PPRuNe Forums - View Single Post - Teesside Expansion
View Single Post
Old 19th Jan 2004, 23:57
  #23 (permalink)  
generallee
 
Join Date: Nov 2002
Location: Scotland
Posts: 51
Likes: 0
Received 0 Likes on 0 Posts
A few points about Teesside folks (including information from the other thread):

1) Tees Valley population - 640,000. Tyneside - 790,000. Considering North Yorkshire, Sunderland and County Durham figures as well and the drivetime statistics (one hour from MME - 2.6m and NCL - 2.2m), one can see that there is great potential for the airport.

2) LBAir wrote: 'regional cargo hub covering Newcastle to the North and Leeds to the South' - do me a favour. No airport could sustain itself on the above market and nor will Teesside (I'm sure) follow your suggestion.

3) Teesside has a strong catchment area, a good product (dated but being updated and heavily invested in) and an operationally superior runway (lack of obstructions etc - hence NCL charters ocassionally having to stop at MME on the way).
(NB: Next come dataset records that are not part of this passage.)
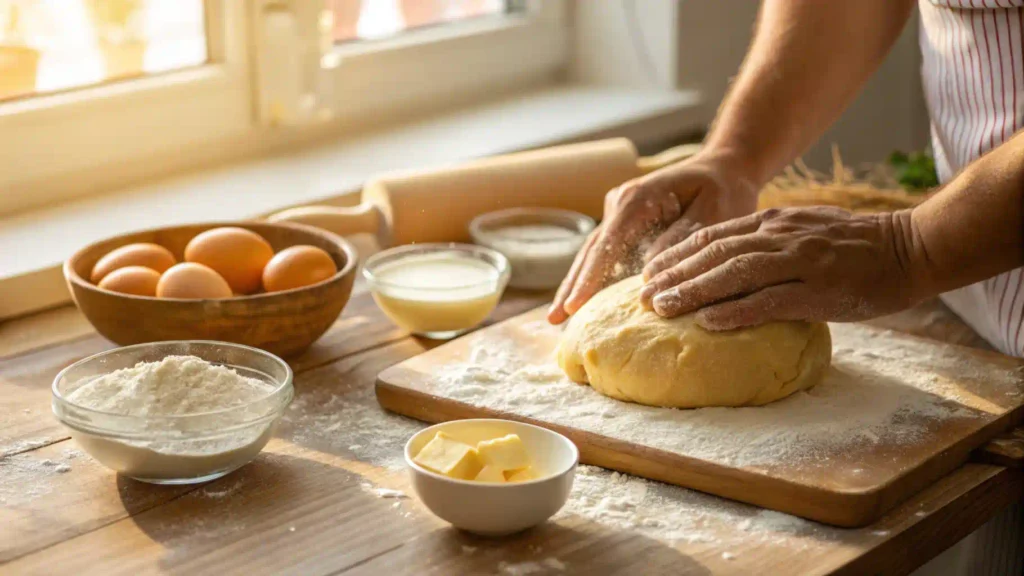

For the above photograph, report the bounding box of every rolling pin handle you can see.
[636,143,703,174]
[267,203,389,246]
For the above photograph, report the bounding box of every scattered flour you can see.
[281,378,422,470]
[200,479,244,499]
[260,319,1021,551]
[559,465,831,548]
[542,558,566,570]
[426,322,1011,472]
[497,558,566,575]
[0,447,79,506]
[360,484,407,499]
[1,438,50,458]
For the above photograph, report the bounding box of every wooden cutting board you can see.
[376,307,1024,527]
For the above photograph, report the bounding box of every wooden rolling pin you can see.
[268,138,700,246]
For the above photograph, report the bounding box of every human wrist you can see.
[887,208,936,304]
[693,144,771,193]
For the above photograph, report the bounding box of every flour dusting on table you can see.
[429,322,1014,470]
[0,448,79,506]
[281,376,422,470]
[559,465,832,547]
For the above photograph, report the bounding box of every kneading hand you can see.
[639,206,920,330]
[546,153,758,324]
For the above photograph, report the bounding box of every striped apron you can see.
[920,0,1024,356]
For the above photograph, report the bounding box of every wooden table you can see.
[1,287,1022,576]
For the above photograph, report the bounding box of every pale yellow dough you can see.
[556,276,832,408]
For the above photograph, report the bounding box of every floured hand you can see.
[640,207,919,330]
[546,153,759,324]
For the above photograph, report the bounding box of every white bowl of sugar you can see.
[52,340,293,484]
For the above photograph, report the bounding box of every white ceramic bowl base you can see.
[405,419,579,536]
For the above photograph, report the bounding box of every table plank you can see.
[1,290,1022,575]
[2,338,433,572]
[6,333,1020,575]
[348,465,1022,576]
[0,293,546,563]
[0,306,94,360]
[0,441,195,563]
[0,291,543,458]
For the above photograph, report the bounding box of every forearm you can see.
[703,0,916,186]
[900,135,1024,300]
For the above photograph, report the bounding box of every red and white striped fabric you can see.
[919,0,1024,357]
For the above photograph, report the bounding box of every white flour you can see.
[67,355,273,417]
[275,357,839,548]
[281,378,423,470]
[0,448,80,506]
[497,558,567,575]
[426,322,1017,471]
[559,465,834,548]
[278,320,1022,548]
[62,356,279,477]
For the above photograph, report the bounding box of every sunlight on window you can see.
[0,0,206,102]
[331,0,507,43]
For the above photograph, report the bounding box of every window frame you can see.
[0,0,569,217]
[312,0,568,126]
[0,0,252,216]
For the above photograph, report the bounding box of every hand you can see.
[546,153,759,324]
[639,207,920,330]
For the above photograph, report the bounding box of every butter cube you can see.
[414,432,483,480]
[474,465,506,483]
[476,434,530,472]
[505,467,536,482]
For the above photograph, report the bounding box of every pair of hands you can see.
[547,154,919,330]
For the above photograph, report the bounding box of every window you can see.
[0,0,567,217]
[0,0,208,101]
[331,0,510,43]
4i) As others have pointed out, Easy did not start with 4/5 aircraft at NCL ('it' started with GO doing STN and then grew from there 2 based a/c?). bmibaby have more issues to contend with unlike FR and Easy. i.e. mainline, regional and ownership structure of the parent (lufthansa, SAS etc). I think the fact that baby have based an aircraft shows good sense. One aircraft, sell it hard and then grow from there. I can't think of any airline that would commence a new base because 'it looks good on paper'. How much do you think it costs an airline to open a base?

5) Teesside does compete with NCL. It will never be as big as Newcastle but it will see its fair share of growth I am sure. NCL has its obvious attractions (Airport and City) and will therefore always have a strong business.
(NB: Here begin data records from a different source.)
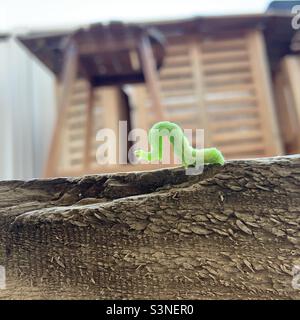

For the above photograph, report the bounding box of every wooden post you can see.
[273,56,300,154]
[44,39,79,177]
[282,57,300,130]
[190,38,211,147]
[247,30,283,156]
[139,35,165,122]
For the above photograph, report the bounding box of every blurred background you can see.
[0,0,300,179]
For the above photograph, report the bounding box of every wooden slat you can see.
[210,117,260,131]
[72,81,89,93]
[149,111,197,124]
[159,66,193,79]
[163,102,196,111]
[70,93,89,105]
[205,83,255,93]
[204,70,251,80]
[68,119,85,128]
[212,130,262,144]
[160,89,195,98]
[130,85,149,131]
[68,132,85,141]
[218,141,265,155]
[202,38,246,51]
[208,106,258,118]
[205,96,257,106]
[166,45,189,55]
[202,50,248,64]
[163,56,191,67]
[67,110,85,118]
[202,61,250,74]
[69,146,84,154]
[67,137,85,146]
[204,72,252,86]
[160,78,194,90]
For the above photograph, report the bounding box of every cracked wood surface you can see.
[0,156,299,299]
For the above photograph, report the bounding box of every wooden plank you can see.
[208,106,258,117]
[205,83,255,93]
[139,35,165,121]
[163,102,196,111]
[70,88,88,103]
[166,44,189,55]
[204,72,252,86]
[69,159,83,167]
[202,61,250,74]
[202,50,248,64]
[282,57,300,134]
[161,95,197,104]
[210,117,260,131]
[205,96,257,106]
[67,109,85,118]
[73,79,89,90]
[201,38,246,52]
[68,133,85,142]
[129,49,140,70]
[163,56,191,67]
[218,141,265,155]
[77,38,137,55]
[149,111,196,124]
[159,66,193,79]
[160,78,194,90]
[168,110,198,121]
[100,87,126,164]
[212,129,262,144]
[204,71,251,81]
[273,57,300,153]
[68,120,85,130]
[160,88,195,97]
[69,146,84,154]
[68,139,85,148]
[130,85,149,130]
[191,39,211,145]
[44,40,79,177]
[247,30,283,156]
[5,157,300,298]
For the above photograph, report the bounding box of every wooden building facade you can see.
[130,29,282,160]
[18,14,299,177]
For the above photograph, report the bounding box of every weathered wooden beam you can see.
[0,155,299,299]
[77,39,137,56]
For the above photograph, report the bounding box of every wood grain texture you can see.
[0,156,300,300]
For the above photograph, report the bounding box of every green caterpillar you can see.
[135,121,225,167]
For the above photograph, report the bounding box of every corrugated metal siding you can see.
[0,37,56,180]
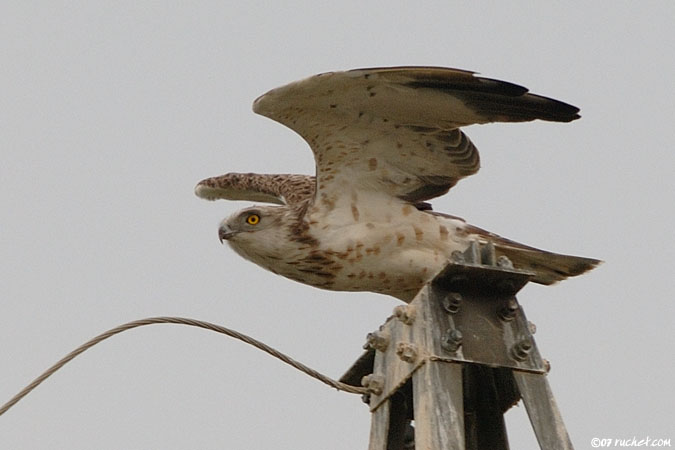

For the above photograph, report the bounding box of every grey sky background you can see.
[2,2,674,449]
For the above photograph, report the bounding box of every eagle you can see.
[195,67,600,302]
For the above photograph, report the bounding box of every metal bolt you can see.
[442,328,463,353]
[511,338,533,361]
[497,255,514,269]
[361,374,384,395]
[464,241,480,264]
[442,292,462,314]
[396,342,418,363]
[498,297,519,321]
[451,250,465,263]
[528,321,537,335]
[543,359,551,373]
[481,241,497,266]
[364,329,390,352]
[393,305,416,325]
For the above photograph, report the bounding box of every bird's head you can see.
[217,206,290,263]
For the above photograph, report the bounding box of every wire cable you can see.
[0,316,368,416]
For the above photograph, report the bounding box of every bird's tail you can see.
[465,224,602,285]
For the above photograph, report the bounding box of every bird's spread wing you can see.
[195,173,315,206]
[253,66,580,204]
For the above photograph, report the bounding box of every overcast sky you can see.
[2,2,674,449]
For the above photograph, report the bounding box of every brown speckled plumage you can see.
[196,173,315,206]
[196,67,600,301]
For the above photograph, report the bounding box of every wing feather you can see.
[252,66,579,205]
[195,173,314,206]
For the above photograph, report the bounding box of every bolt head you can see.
[361,374,384,395]
[499,297,519,321]
[442,292,462,314]
[396,342,418,363]
[497,255,514,269]
[393,305,416,325]
[451,250,465,263]
[442,328,463,353]
[365,330,390,352]
[511,338,533,361]
[528,321,537,335]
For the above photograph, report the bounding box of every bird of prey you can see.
[195,67,600,302]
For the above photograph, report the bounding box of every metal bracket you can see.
[340,241,573,450]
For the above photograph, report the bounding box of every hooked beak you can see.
[218,224,237,243]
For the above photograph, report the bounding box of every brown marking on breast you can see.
[396,233,406,246]
[366,222,375,229]
[297,267,333,278]
[402,205,413,216]
[351,204,360,221]
[349,252,364,263]
[289,218,319,247]
[335,248,352,260]
[381,234,393,245]
[378,272,386,279]
[368,158,378,170]
[320,193,336,211]
[439,225,449,241]
[413,226,424,241]
[358,270,366,279]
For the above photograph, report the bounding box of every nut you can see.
[396,342,418,363]
[361,374,384,395]
[442,292,462,314]
[393,305,416,325]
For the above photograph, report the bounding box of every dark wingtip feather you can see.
[402,69,581,123]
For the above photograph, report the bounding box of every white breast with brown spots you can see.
[306,189,469,302]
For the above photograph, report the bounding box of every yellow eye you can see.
[246,214,260,225]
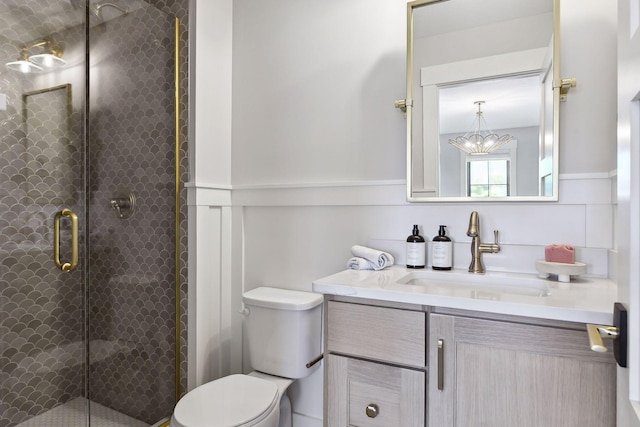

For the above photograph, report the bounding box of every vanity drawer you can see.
[326,301,426,367]
[326,354,425,427]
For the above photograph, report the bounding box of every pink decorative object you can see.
[544,244,575,264]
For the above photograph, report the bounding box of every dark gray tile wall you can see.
[87,6,177,423]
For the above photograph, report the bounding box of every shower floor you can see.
[15,397,149,427]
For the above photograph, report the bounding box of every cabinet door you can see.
[326,354,425,427]
[428,314,616,427]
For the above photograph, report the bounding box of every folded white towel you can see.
[347,257,377,270]
[350,245,395,270]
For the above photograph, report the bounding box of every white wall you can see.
[190,0,618,425]
[231,0,406,185]
[187,0,237,392]
[559,0,618,174]
[191,0,233,187]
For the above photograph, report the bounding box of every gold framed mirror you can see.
[404,0,560,202]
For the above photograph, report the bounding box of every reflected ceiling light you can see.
[5,38,66,74]
[448,101,513,156]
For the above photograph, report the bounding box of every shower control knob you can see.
[365,403,379,418]
[109,190,136,219]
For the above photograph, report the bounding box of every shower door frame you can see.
[83,9,183,427]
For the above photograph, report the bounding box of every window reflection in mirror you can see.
[467,158,510,197]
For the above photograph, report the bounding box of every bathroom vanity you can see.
[314,267,618,427]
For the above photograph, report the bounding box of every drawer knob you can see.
[366,403,379,418]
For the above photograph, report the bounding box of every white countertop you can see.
[312,266,618,325]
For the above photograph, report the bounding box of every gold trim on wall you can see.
[21,83,73,151]
[22,83,75,205]
[174,15,182,407]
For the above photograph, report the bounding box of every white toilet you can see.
[171,287,323,427]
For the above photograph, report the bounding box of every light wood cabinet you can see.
[326,300,425,367]
[326,354,425,426]
[428,313,617,427]
[324,299,427,426]
[324,297,617,427]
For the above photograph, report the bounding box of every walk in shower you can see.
[1,1,187,426]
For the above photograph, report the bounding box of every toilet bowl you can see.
[171,287,323,427]
[170,373,293,427]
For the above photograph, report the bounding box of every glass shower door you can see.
[86,3,178,426]
[1,2,180,426]
[0,2,88,426]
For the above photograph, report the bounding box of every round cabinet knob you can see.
[365,403,379,418]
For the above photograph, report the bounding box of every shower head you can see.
[67,0,130,23]
[90,2,130,20]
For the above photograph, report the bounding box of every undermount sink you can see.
[396,269,550,298]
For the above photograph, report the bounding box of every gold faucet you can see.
[467,211,500,274]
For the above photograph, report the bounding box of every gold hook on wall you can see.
[555,77,577,101]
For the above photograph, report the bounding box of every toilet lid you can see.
[172,374,279,427]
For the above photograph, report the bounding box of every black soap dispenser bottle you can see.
[406,225,426,269]
[432,225,452,270]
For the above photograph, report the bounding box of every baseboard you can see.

The whole point seems to have been missed by some on this forum. The White Paper does not necessarily define what will happen, it suggests what might. What is clearly evident however, is that given the right opportunites and some solid investment from the private sector and development agencies, regional airports can not only survive, but grow and become sustainable business centres for the regions and catchment areas they serve and are served by.

Oh and by the way, regional airport growth (any regional) should be supported. The development of regional airports (NCL, LBA, MME, LPL, Finningley etc) is to the benefit of everyone. The success of a 'competing' airport will not herald the demise of another. IMO, Finningley will be a success and LBA etc will also continue to be a success as will NCL/MME, LPL/MAN even PIK/GLA.

PS - some sensible notable good points on this thread from (amongst others) Andy_S and Silkman.